Here’s the thing about illegal immigration that drives me crazy. We act like it’s a victimless policy choice, some abstract debate for cable news. But it’s not abstract for Lois, who sits in Mexico with her two cats as her only real company, trying to learn a language at an age when that’s not easy. It’s not abstract for the kids born into mixed-status marriages, growing up wondering which parent might disappear one day.
The Trump administration’s enforcement efforts have forced these decisions into the open. You can argue about the methods all day long, but at least someone’s finally acknowledging that laws mean something. When Alfredo crossed that border illegally almost two decades ago, he made a choice. He had reasons, sure. His parents were sick, he needed money. I get it. Poverty is real and desperation makes people do things they wouldn’t otherwise do.

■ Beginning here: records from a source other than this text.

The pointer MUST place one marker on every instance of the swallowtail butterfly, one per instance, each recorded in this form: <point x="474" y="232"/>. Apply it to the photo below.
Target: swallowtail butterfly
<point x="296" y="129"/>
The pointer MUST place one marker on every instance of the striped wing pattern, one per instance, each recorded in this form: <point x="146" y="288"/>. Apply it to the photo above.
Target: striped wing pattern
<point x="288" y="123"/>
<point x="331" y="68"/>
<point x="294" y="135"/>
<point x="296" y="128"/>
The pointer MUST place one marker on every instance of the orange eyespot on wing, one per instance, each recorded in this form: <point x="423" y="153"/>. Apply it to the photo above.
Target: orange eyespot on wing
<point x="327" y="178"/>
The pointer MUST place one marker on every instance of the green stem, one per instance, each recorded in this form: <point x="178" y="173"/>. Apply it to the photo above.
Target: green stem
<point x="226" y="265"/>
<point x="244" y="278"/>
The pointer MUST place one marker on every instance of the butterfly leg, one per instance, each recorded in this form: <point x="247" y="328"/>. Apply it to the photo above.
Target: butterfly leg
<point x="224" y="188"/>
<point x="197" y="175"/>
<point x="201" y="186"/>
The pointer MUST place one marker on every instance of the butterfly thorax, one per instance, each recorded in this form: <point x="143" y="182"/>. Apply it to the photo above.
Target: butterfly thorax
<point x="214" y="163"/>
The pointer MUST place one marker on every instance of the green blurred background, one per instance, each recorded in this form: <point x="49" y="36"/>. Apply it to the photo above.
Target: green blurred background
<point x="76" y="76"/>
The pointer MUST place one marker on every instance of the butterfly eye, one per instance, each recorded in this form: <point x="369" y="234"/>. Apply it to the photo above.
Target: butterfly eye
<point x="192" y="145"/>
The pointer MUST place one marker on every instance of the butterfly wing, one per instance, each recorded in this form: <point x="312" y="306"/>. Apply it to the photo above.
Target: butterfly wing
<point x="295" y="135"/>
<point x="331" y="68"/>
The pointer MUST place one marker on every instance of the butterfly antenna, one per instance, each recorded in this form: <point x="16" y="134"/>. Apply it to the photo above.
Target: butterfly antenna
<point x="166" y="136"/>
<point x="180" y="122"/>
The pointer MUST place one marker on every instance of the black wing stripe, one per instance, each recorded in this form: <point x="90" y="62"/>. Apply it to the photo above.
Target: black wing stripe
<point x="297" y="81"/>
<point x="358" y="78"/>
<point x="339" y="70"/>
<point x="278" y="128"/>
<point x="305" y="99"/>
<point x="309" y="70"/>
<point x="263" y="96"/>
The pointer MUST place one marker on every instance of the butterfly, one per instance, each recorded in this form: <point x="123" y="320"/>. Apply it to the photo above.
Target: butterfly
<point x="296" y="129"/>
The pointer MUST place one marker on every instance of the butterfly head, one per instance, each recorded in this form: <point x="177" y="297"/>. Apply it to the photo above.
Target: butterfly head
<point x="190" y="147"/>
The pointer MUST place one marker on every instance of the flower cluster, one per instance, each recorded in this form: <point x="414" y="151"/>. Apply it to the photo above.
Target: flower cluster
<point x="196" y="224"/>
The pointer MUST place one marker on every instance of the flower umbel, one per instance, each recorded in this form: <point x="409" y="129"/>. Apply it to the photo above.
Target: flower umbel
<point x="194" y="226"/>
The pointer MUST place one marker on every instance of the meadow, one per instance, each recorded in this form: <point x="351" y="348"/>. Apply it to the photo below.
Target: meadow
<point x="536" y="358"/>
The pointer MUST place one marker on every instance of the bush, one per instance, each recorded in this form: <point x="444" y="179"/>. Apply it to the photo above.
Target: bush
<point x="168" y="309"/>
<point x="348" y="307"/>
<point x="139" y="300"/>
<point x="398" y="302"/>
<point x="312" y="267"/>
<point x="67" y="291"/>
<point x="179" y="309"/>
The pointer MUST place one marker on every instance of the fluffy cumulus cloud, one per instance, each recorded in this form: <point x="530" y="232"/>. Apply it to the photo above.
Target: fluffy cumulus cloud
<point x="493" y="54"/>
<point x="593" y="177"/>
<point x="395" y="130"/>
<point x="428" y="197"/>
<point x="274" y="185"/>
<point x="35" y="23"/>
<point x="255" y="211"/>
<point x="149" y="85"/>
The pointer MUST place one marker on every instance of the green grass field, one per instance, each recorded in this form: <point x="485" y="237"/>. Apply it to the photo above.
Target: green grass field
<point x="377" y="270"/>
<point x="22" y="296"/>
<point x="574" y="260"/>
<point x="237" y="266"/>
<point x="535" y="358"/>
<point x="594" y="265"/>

But consequences are also real.
What grinds my gears is how we got here. Previous administrations, both Republican and Democrat, created this mess through selective enforcement and empty promises. They told people the rules mattered, then looked the other way when those rules got broken. They handed out work permits and driver’s licenses and in-state tuition, sending every signal except the one that mattered: that American citizenship and legal residency actually mean something.
Now families like the Muñozes are paying the price for that cowardice. Lois met Alfredo at a bar eighteen years ago when he asked her to dance. By the time he told her about his immigration status, they were already in love. What’s she supposed to do with that information? Leave him? Pretend she didn’t hear it? She chose to build a life with him anyway, knowing full well the sword hanging over their heads.
Mexico does make it relatively straightforward for Americans married to Mexican nationals to get residency and work permits under their Family Unit rules. That’s actually more generous than what we offer in reverse, which tells you something about whose immigration system is more functional in at least that one respect. But legal ease doesn’t translate to emotional ease. Lois lost her entire life, her social network, her independence, her language.
The loneliness in her voice comes through even in a video call. “Your husband’s there, but it’s not like you’ve got a friend,” she said. That’s the reality behind the statistics. Real isolation. Real sacrifice.
I don’t lack sympathy for these families. I really don’t. But sympathy can’t be the foundation of immigration policy. A nation that doesn’t control its borders isn’t really a nation at all. It’s just a geographic area with nice intentions and no backbone. We owe it to American citizens, including those married to foreign nationals, to create a system that’s both humane and enforceable. One that doesn’t force people to choose between their country and their spouse.
That system requires honest enforcement. It requires telling people upfront what the rules are and then actually following them. It means not letting millions of people live in legal gray zones for decades, building families and lives on foundations we all knew were unstable.
The current situation is forcing a reckoning that should have happened years ago. Some families are separating. Others are moving to Mexico together. Still others are risking detention and deportation. None of these options are good, but all of them were inevitable the moment we decided that immigration law was more of a suggestion than a requirement.
Lois Muñoz is living in Puebla now because her government failed her long before Trump took office. It failed her when it didn’t secure the border. It failed her when it didn’t create workable legal pathways. It failed her when it pretended that ignoring millions of illegal immigrants would somehow make the problem disappear.
She’s making the best of it, she says. Her husband is safe. That counts for something. But she shouldn’t have had to make this choice in the first place.